Getting back to looking at Maven, one of the oversold bits of praise it gets (IMO) is for being “declarative.” To understand where these people are coming from, we can look back at what most were using before Maven: Ant. Ant is pretty much just an XML format Makefile. But unlike Makefiles (where there’s an interesting dependency graph getting constructed and solved, which is arguably somewhat declarative), a typical Ant build.xml was little more than a script.

As a result, Ant was little more than a scripting language with a few added tools for compiling Java files and building jars. Then it left every user to go figure out how to put these tools together to build their project. So we got every project re-implementing (generally quite badly) the same stuff, all in slightly different ways.

What Maven really offers here isn’t so much “declarativeness,” it offers abstraction. Especially its single, primary, pretty well-designed abstraction for building a Java project, with a lot of sensible defaults. Adoption of Maven for most users was a mass abandonment of bespoke, artisinal, fragile build scripts for a common convention that just worked for most users.

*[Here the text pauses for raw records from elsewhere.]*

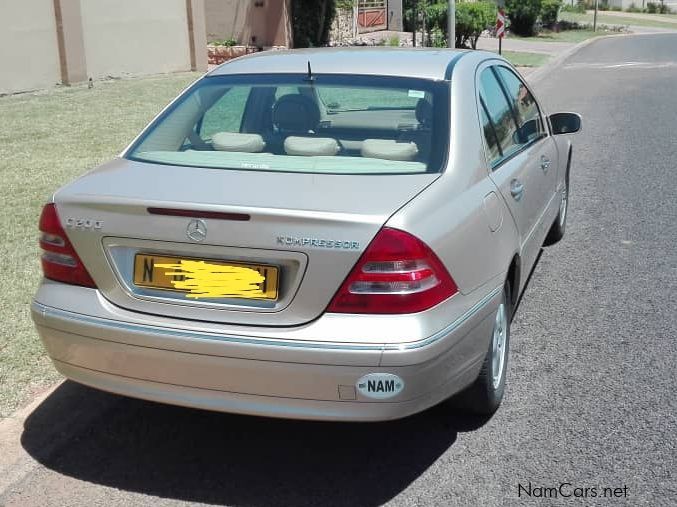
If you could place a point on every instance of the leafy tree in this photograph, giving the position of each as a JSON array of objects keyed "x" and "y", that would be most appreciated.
[
  {"x": 472, "y": 18},
  {"x": 523, "y": 15},
  {"x": 311, "y": 21},
  {"x": 550, "y": 11}
]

The declarative nature isn’t the main advantage here: if Ant had anything like a standard library with re-usable parts, it might have had most of the same advantages. (Indeed, if I recall correctly, very early versions of Maven started out as a collection of re-usable Ant scripts. But don’t quote me on that.) But the declarativeness is a forcing function, much like laziness in Haskell. Because your pom.xml is declarative, you have to build well-engineered re-usable plug-ins for interpreting it. So the declarativeness is nice because it forces us to create abstractions, but the abstractions are what we really benefit from.

Coming soon

Today’s essay was supposed to be something simple to prep for my next case study on (spoiler alert) containers. It kinda exploded, and I had to do some work to cut its scope down to size. What we have here with dependency management is a problem we don’t really have a good solution to, not yet anyway.

It seems clear to me that we do need the capability to tolerate multiple versions simultaneously. A package manager is a tool to help programmers solve problems, and when the problem is two independent components with conflicting dependencies, well… that’s the problem to be solved. A great many cases where these conflicts happen are spurious, and the code does actually not require the same version of those packages. “The problem” in these cases is the package manager being intolerant of reality.

But so far, most package managers that tolerate multiple versions also explode in complexity. Perhaps that’s acceptable to an extent: any time we upgrade versions of dependencies, we expect that things might break. Going from a single version to multiple versions of a dependency, then having things explode because they aren’t compatible is just another way things can break. But… there’s still a lot of merit in reducing the opportunities for things to go wrong. Just because problems can be expected there doesn’t mean we should be happy to create more of them. Just because we can tolerate multiple versions of a package doesn’t mean we should expect this to be the default.

Finding the right balance is a design problem that’s still open.